In fact, the processing power of the unconscious mind is vastly more powerful than that of the everyday, conscious mind: about 200,000 times more powerful, according to academic estimates. And it is the unconscious mind that we access (to some extent) when in trance. Thinking about this more practically, it could possibly explain why I've had some of my best thoughts (work or otherwise) when I've been absent-mindedly doing something completely different like washing the dishes!
Hypnosis is the process of putting someone into a trance, and it involves quite different parts of the brain to the process of using your imagination, which is something we are all quite used to. However, some Spark attendees did find the process of inducing a trance fairly familiar. Have you ever asked respondents to close their eyes and relax, before carrying out a memory or projective exercise?
After Lisa's explanations (and reassurance that this was all perfectly safe), we divided into pairs and were asked to have a go at trying to put each other into a light trance. Outline scripts were provided for us to use, along with unfocussed "soft eyes" and physical mirroring behaviour (or "pacing").
We tried a Relaxation Induction process and then a Dynamic one, before moving on to use a light trance to help explore brand usage recall. For this exercise, the trance inductee (who did not know the brand in advance) was asked to describe their last contact with it in detail, with additional info being prompted by appropriate follow-up questions.
Feedback after each exercise suggested that the approach was working, even for those of us who had been a bit sceptical initially. The power of suggestion (very important when inducing a trance state) was also demonstrated very effectively in a group exercise.
We held out our hands in front of us and closed our eyes. Lisa relaxed us, and then told us that we had a heavy weight tied to one hand and a number of helium balloons to the other. When we finally opened our eyes after several minutes of this suggestion, it was quite dramatic to see how many of us had moved our hands up or down in response.
Throughout the evening, Lisa gave us fascinating examples of how she had used trance successfully within qualitative research. Children in Japan were helped to talk about what playing would be like in the future. Trance increased the quality of feedback when respondents described what it felt like (physically and emotionally) to eat a hamburger. Lisa has also used trance and hypnosis in one-on-one personal sessions, including with Cumbria's most rational and obdurate farrier!
So will any of us use these techniques in the future? A quick check with some fellow attendees confirmed my own feelings that they could well be applicable to our industry. Freelancer Debra Crush thought Lisa's approach was "very relevant, especially when exploring and developing brands".

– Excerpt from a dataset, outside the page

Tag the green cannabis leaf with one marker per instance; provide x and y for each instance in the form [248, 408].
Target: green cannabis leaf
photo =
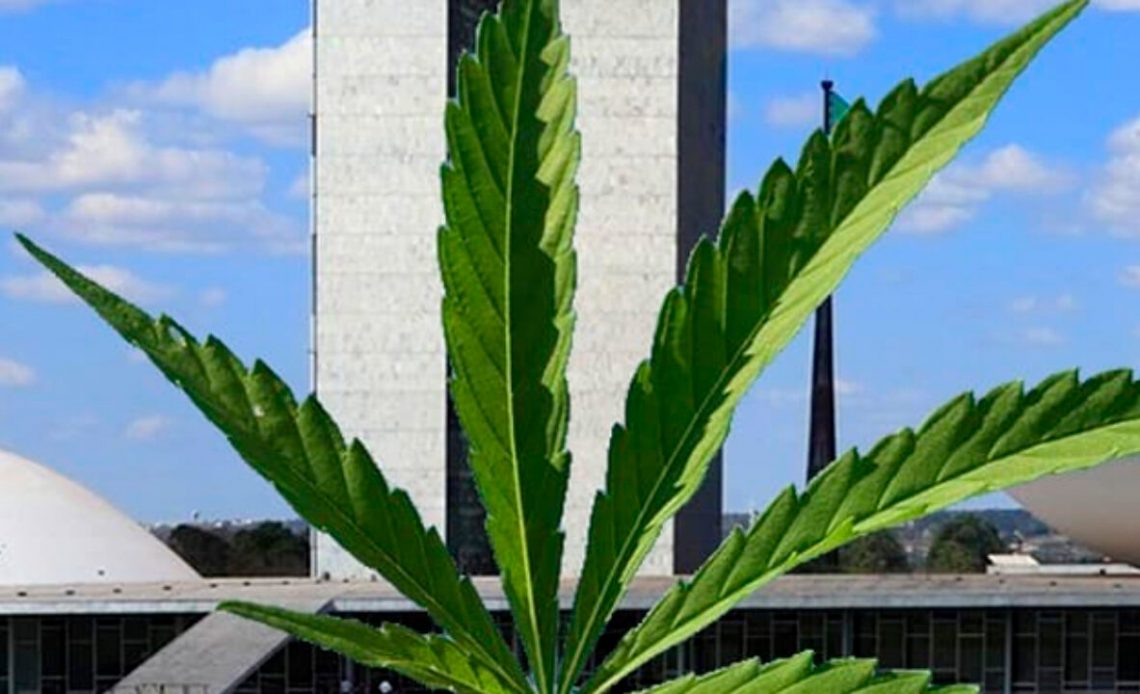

Amy Hawthorn of Sundance noted that trance-related methods effectively take our tool bag of projective techniques one step further. For while many of these are already designed to enable us to identify and explore associations with brands or ideas, Lisa's trance techniques will help us "get further than the obvious answers that our conscious minds are willing to take us" and Amy saw herself using them "perhaps with a brand or category audit in some one-on-one interviews".
Several of us did wonder during the evening how clients would react to the idea of using trance techniques in either depth interviews or group discussions not to mention our respondents!
Perhaps a more acceptable, less frightening way of describing this approach is simply to call it a technique that can help access a person's right brain, and get beyond the rationality and self censorship of the left. This can be very important when exploring brand associations in research for, as Lisa reminded us on the night, your "unconscious mind is your sensory hub".
Leaving the inside of our heads for the more practical side of the evening, Creative Venue provided a great space for the session and made us most welcome. Lisa also left us with details of the creative hypnosis courses she runs in London and Cumbria (where she is based) for both businesses and individuals.